Phase 1 (2010 – 2014) examines how subsidy program characteristics and employment circumstances operate to encourage or discourage subsidy receipt and subsidy stability, and in turn, how subsidy experiences contribute to child care arrangement (dis)continuity. Phase 1 examines these questions for the subsidy population overall, and for particular subgroups of subsidized families: families with complicated employment circumstances; families who use subsidies for both younger & older children; immigrant families; and TANF-subsidized families.

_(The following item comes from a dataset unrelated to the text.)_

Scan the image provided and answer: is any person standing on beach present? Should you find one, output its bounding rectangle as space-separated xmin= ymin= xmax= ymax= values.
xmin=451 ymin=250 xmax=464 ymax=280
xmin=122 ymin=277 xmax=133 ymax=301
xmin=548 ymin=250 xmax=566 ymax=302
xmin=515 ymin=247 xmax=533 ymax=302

The first phase of CCRP involves three primary research components: a telephone survey of a random sample of new subsidy program entrants, a qualitative interview study with a subsample of survey respondents, and an administrative data component that includes a longitudinal analysis of child care subsidy caseload records linked to survey data and other public benefit data.

Our research questions are:

1) What are the different patterns of subsidy use and stability over time? What are the characteristics of families who demonstrate different subsidy patterns? How does subsidy use vary with other public program use and with employment patterns?

2) To what extent do subsidy program characteristics and parental work circumstances influence subsidy use and stability? Do parental work circumstances moderate the effects of subsidy program characteristics on subsidy use and stability?

3) How stable are child care arrangements for subsidy-receiving families both during a subsidy spell and over time? What are the characteristics of families who have unstable child care arrangements during a subsidy spell and/or over time? What is the relationship between subsidy stability and child care arrangement stability?

4) To what extent do subsidy program characteristics and parental work circumstances directly influence the stability of child care arrangements? Are these influences mediated by patterns of subsidy use?

5) What challenges to subsidy stability and child care stability do parents perceive to be most difficult? Are there subsidy program characteristics that parents perceive as promoting or hindering subsidy stability, child care options,and child care arrangement stability? How do parents perceive the directionality of influence between subsidy stability and child care arrangement stability?

6) What challenges to subsidy stability and child care stability are particularly salient for parents with non-traditional jobs and/or nonstandard work schedules, TANF families, immigrant families/non-English speaking parents, families with multiple children and school-aged children needing care? What strategies do these parents develop in their efforts to deal with the challenges they identify?